Alejandro Colomar wrote:
> I've had the idea today of an implementation that would be even better
> for users, not requiring the cast at all.
>
> $ cat execve4.c
> #include <stddef.h>
>
> #ifdef __cplusplus
> # define const_cast(T, p) p
> #else
> # define const_cast(T, p) _Generic(p, const T: (T) (p), default: (p))
> #endif
>
> #ifdef __cplusplus // Have n3749
> int execve(const char *path, const char *const a[], const char *const
> e[]);
> #else
> # define execve(p, a, e) execve(p, const_cast(char*const*,a),
> const_cast(char*const*,e))
> int (execve)(const char *path, char *const a[], char *const e[]);
> #endif
Very nice! This can even be done in Gnulib, without waiting for libc changes.

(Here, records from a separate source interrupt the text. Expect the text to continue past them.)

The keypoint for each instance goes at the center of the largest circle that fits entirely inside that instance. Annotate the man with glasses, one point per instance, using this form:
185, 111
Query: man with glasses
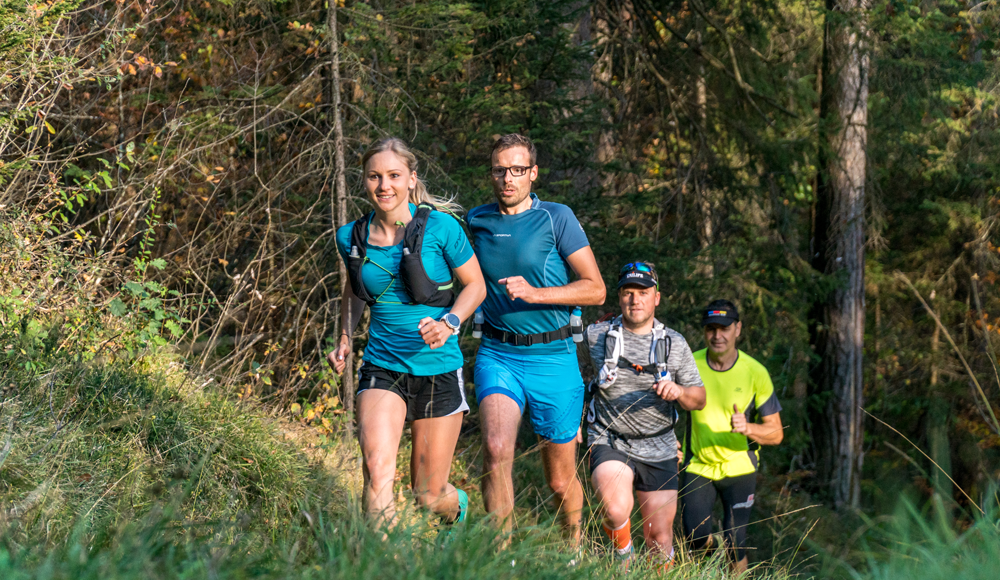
722, 439
646, 373
528, 250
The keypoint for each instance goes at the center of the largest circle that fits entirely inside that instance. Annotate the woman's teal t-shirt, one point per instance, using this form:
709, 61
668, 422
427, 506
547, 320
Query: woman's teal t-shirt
394, 341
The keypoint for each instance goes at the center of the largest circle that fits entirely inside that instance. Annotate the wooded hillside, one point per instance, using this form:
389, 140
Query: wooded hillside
832, 168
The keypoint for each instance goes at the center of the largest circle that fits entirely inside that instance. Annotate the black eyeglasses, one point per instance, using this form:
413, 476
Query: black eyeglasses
638, 266
499, 172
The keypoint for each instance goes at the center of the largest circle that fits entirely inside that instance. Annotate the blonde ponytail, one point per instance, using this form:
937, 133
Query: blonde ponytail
419, 193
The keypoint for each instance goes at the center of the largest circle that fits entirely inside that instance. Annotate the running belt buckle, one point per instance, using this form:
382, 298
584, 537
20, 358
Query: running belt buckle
516, 339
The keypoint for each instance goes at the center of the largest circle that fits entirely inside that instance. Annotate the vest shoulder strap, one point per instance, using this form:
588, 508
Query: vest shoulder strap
357, 256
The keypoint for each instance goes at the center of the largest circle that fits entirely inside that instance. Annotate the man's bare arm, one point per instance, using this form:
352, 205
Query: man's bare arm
588, 290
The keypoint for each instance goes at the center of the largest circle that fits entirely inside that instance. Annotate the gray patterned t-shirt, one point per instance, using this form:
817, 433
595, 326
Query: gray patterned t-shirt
630, 405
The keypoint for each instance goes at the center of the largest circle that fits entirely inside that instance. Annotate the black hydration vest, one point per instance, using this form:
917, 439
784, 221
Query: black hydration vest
416, 282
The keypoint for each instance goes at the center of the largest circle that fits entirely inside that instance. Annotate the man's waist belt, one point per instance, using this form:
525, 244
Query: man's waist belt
630, 438
526, 339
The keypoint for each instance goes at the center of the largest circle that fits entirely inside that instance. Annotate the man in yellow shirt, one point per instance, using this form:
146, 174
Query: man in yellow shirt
722, 439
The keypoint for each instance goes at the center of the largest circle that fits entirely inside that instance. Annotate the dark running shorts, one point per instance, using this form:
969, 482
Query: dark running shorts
649, 476
426, 397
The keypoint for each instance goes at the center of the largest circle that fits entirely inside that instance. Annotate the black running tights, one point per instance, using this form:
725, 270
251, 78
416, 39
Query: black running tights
698, 498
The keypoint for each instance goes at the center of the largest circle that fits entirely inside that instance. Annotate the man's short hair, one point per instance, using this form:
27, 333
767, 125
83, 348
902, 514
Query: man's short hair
512, 140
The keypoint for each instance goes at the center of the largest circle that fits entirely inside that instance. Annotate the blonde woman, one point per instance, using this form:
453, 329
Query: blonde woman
403, 258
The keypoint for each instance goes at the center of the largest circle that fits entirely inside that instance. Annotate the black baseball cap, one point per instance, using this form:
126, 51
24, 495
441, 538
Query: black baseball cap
722, 312
638, 273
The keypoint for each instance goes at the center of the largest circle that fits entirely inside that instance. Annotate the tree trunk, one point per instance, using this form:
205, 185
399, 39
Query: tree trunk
839, 244
601, 74
340, 189
703, 194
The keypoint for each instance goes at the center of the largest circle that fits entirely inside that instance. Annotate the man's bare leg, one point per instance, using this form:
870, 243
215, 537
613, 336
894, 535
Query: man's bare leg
659, 508
499, 416
559, 460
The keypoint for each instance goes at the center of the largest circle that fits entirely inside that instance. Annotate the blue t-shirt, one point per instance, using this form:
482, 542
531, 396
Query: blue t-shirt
394, 341
533, 244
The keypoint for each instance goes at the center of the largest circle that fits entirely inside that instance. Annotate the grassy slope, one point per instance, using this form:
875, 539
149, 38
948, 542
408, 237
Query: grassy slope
134, 471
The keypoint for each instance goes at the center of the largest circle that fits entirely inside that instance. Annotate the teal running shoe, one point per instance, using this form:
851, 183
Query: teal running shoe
463, 506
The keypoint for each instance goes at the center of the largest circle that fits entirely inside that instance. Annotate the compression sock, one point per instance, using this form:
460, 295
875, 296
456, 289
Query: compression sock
463, 506
621, 538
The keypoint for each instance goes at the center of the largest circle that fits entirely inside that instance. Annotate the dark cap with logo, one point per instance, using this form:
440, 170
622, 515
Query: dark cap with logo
638, 273
721, 312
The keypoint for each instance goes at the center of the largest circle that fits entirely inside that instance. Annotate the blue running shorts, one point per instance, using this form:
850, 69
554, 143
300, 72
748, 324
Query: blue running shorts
549, 385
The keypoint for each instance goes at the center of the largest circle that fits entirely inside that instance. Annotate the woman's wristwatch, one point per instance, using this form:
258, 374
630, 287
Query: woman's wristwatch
452, 321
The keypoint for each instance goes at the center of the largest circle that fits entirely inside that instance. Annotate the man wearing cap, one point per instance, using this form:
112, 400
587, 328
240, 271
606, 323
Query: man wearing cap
646, 372
529, 250
722, 439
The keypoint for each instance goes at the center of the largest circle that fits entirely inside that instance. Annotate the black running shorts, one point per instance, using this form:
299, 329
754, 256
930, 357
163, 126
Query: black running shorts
648, 475
698, 497
425, 397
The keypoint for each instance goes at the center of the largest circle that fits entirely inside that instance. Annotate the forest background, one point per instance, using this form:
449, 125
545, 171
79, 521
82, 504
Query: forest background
171, 175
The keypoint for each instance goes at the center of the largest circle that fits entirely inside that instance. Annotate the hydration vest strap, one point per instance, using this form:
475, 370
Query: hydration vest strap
659, 350
630, 438
525, 339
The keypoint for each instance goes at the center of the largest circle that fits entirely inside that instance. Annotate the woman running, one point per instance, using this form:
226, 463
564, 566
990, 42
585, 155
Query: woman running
401, 258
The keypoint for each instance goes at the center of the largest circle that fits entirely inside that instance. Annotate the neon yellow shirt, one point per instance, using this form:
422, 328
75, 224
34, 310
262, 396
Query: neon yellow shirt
715, 451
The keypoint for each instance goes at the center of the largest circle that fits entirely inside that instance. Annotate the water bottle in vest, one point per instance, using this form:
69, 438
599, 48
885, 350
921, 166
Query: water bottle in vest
576, 324
477, 324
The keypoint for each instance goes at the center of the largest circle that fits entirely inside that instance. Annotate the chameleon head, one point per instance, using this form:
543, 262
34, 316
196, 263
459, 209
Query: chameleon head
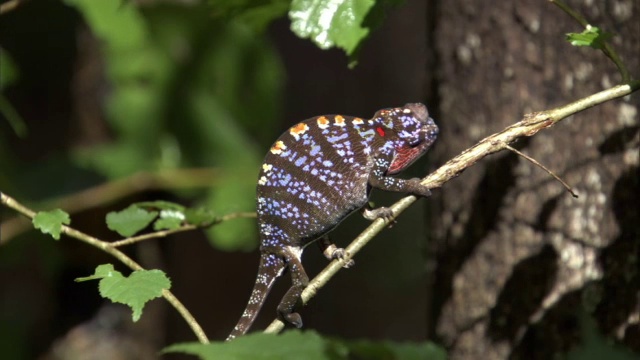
416, 132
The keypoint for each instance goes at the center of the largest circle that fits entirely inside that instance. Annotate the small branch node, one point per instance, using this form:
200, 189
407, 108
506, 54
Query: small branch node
535, 162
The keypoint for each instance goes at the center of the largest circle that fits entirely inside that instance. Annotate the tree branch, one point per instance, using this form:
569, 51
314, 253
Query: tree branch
528, 126
117, 189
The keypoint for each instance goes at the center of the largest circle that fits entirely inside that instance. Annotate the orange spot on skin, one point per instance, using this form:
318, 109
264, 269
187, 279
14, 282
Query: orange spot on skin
278, 147
323, 122
298, 130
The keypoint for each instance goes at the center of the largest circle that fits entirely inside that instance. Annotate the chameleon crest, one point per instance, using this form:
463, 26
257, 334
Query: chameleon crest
315, 175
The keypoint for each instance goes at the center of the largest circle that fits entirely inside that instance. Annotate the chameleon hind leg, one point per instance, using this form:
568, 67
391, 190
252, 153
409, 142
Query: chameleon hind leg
291, 300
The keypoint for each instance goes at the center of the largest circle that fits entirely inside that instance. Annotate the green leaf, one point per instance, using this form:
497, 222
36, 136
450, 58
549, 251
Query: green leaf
50, 222
330, 23
169, 219
130, 220
133, 291
592, 36
291, 345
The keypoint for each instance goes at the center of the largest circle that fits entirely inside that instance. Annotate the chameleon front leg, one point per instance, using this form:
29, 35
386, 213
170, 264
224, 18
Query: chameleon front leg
379, 179
291, 299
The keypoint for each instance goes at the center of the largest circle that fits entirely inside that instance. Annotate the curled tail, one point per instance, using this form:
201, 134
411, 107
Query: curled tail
271, 267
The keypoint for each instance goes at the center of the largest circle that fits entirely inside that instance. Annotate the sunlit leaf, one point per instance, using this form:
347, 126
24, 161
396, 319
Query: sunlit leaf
592, 36
133, 291
330, 23
130, 220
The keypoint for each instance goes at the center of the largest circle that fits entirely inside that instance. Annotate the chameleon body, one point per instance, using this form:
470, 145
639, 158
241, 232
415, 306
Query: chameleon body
315, 175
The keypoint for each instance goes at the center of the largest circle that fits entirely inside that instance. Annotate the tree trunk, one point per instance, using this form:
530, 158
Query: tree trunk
521, 268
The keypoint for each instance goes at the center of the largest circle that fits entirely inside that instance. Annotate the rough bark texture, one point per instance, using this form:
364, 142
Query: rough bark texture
518, 260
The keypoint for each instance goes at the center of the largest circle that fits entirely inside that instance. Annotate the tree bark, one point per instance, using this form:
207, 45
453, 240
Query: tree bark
521, 268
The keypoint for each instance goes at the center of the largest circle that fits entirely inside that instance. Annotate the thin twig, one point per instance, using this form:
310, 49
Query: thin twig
153, 235
529, 126
535, 162
188, 227
105, 246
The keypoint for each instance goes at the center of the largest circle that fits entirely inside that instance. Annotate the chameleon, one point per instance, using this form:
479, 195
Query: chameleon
316, 174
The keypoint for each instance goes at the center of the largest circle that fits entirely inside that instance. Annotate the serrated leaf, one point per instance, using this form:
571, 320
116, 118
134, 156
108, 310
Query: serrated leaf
290, 345
133, 291
592, 36
200, 216
50, 222
169, 220
130, 220
330, 23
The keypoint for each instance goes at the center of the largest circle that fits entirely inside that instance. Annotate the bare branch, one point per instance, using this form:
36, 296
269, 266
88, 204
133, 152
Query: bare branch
535, 162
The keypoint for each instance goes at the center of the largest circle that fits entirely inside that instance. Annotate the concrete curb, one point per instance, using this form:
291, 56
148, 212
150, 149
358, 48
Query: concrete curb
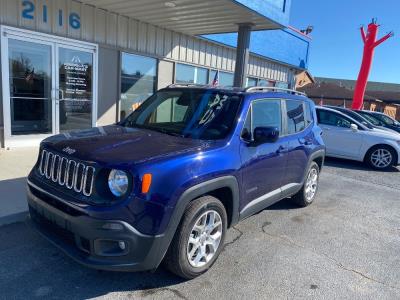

And for older compilers (that don't support _Generic), we can use an explicit
cast:
#ifdef __cplusplus
# define const_cast(T, p) p
#elif (defined __GNUC__ && __GNUC__ + (__GNUC_MINOR__ >= 9) > 4) \
|| (defined __clang__ && __clang_major__ >= 3) \
|| (defined __SUNPRO_C && __SUNPRO_C >= 0x5150) \
|| (__STDC_VERSION__ >= 201112L && !defined __GNUC__)
# define const_cast(T, p) _Generic(p, const T: (T) (p), default: (p))
#else
# define const_cast(T, p) (T) (p)
#endif
> The only place programmers would notice the different prototype would be
> in function pointers, but that's where Chris's proposal N3674 would kick
> in. It would allow unidirectional implicit conversions of functions
> where one is more restrictive than the other regarding qualifiers.
I see. Yes, then N3674 makes a lot of sense: The language would feel
incomplete if this implicit conversion from 'char **' to 'const char **'
was allowed in argument passing but not in function pointer types.